Подкаблучник-инженер не обиделся нисколько, а наоборот, смотрел на жену с собачьей нежностью.

— Это же бред какой-то всё... — слабым голосом сказал красавец из кабриолета и обернулся почему-то на лейтенанта. — Ну бред же, да?

Тощая инженерша закрылась ладонью и завыла с удвоенной силой.

— Хуюнкер! — сказал грубый здоровяк из УАЗа Патриот. — Ё-моё, вы чего там нюхаете в конторе у себя?

Даже мальчишка-старлей, который утром провел с ней в Майбахе добрую четверть часа и, казалось бы, слышал достаточно, сейчас тоскливо пялился на свои ботинки, словно только и ждал, когда закончится говорильня и его наконец отпустят.
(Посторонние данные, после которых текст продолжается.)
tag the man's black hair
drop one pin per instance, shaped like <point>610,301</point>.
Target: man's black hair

Хотя с тем же точно видом этот идиот сидел и в машине, так что ни тогда, ни сейчас, вероятно, просто не понял ни слова.

И пускай бездельника в форме она списала давно, а гражданские тем более ни на что не годились, однако и в ее добровольческом отряде назревала смута. Экс-шахтеры напряженно шептались в сторонке, а подводник, водитель автобуса и толстяк в клетчатой рубашке стояли хмурые и прежний свой запал тоже очевидно подрастеряли.

— Коль, пойдем, может, а? — устало сказала стриженая тетка, которая часом раньше устроила драку возле грузовика. Платье у нее спереди все было в кровавых вишневых пятнах, рука перемотана шейным платком. — Давление у меня что-то. Или сердце, не знаю. Я водички Чарлику взяла...

Клетчатый ополченец тут же скинул свой дробовик с плеча, как если бы мечтал от него избавиться давно, и сунул коротышке-охраннику.

— В смысле — пойдем? — спросил грубиян из УАЗа. — Эй, народ, вы чего. Мы же стенку вроде сверлить собирались?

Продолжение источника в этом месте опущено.